It’s hard to know whether Arizona Republican Sen. Martha McSally’s “Water-Energy Technology Demonstration and Deployment Act” is a serious bill. Congress doesn’t do much of anything these days, so probably not. But, serious or not, it is a very bad idea masquerading as a good-sounding one.
The good-sounding idea is the creation of a partnership between the U.S. Bureau of Reclamation and the Department of Energy to do neat stuff involving water and technology and energy demonstration etc. The bad part is a congressional intervention to goose the restart of the Bureau of Reclamation’s Yuma Desalting Plant.
I’m all for having a conversation about restarting YDP. But Congress is a lousy place to do it.
The Yuma plant has a long and checkered history. Completed in 1992 to desalinate agricultural drain water on its way to Mexico, the YDP has essentially never been used. This has always pained Arizona, which suffers under Law of the River math that leaves it increasingly vulnerable to Colorado River shortages. The details are crazy complicated, but essentially every acre foot of water cleaned up at the YDP and put to some human use is an acre feet less risk to Arizona.
So from Arizona’s perspective, what McSally is trying to do makes sense. Not “Water-Energy Technology Demonstration and Deployment” sense, but Colorado River water shortage sense. But there are important environmental tradeoffs, which is why the YDP has always been part of the broader discussions among states, national governments on both sides of the U.S.-Mexico border, and environmental groups.
The problem is that every acre foot of water cleaned up at the YDP and put to some human use is lost to one of the last fragments of habitat in the Colorado River Delta.
The tradeoff is the Ciénega de Santa Clara, an environmental haven that is currently the beneficiary of the water that would otherwise go to the YDP. Here’s Audubon’s Jennifer Pitt explaining its significance:
Mexico manages the Ciénega de Santa Clara as a federal natural area with the highest protections of its Biosphere Reserve program, and it is listed in the International Ramsar Convention on Wetlands.

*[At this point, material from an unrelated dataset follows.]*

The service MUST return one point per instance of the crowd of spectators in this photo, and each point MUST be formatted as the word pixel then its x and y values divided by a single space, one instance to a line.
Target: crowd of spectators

Notably, the Ciénega is home to 70 percent of the world’s remaining population of the Yuma Ridgway’s Rail, listed as an endangered species in the United States. Indeed these birds travel back and forth between the two countries.
The Colorado River is so completely developed that it no longer flows down its final 100 miles. The water supply for the Ciénega de Santa Clara originates as Colorado River water that, after irrigating farms in Southern Arizona, flows as brackish water too salty for farming and then drains into a canal that has fed the Ciénega for nearly 50 years. Senator McSally’s legislation would eliminate this water supply, and destroy the Ciénega.
I happen to agree with Jennifer on this, but it’s a reasonable thing to debate. Is it better to continue to send this water to the Ciénega, or to clean it up and put it to human use?
In my 2016 book Water is For Fighting Over, I drilled down into the history of YDP as an example of the benefits of considering tradeoffs like this in the context of the broad collaborative framework of Colorado River problem-solving. This is the part where all the interested parties get together to work through the tradeoffs. An important part of this collaborative tradition in the Colorado River Basin is the norm that members of Congress don’t try run bills that do an end run around the process, trying to advantage their state at the expense of others.
As one of my friends complained in the face of a similar example some years back when a member of Congress (yeah, from Arizona) tried a similar move, it’s just not the way we do things on the Colorado River.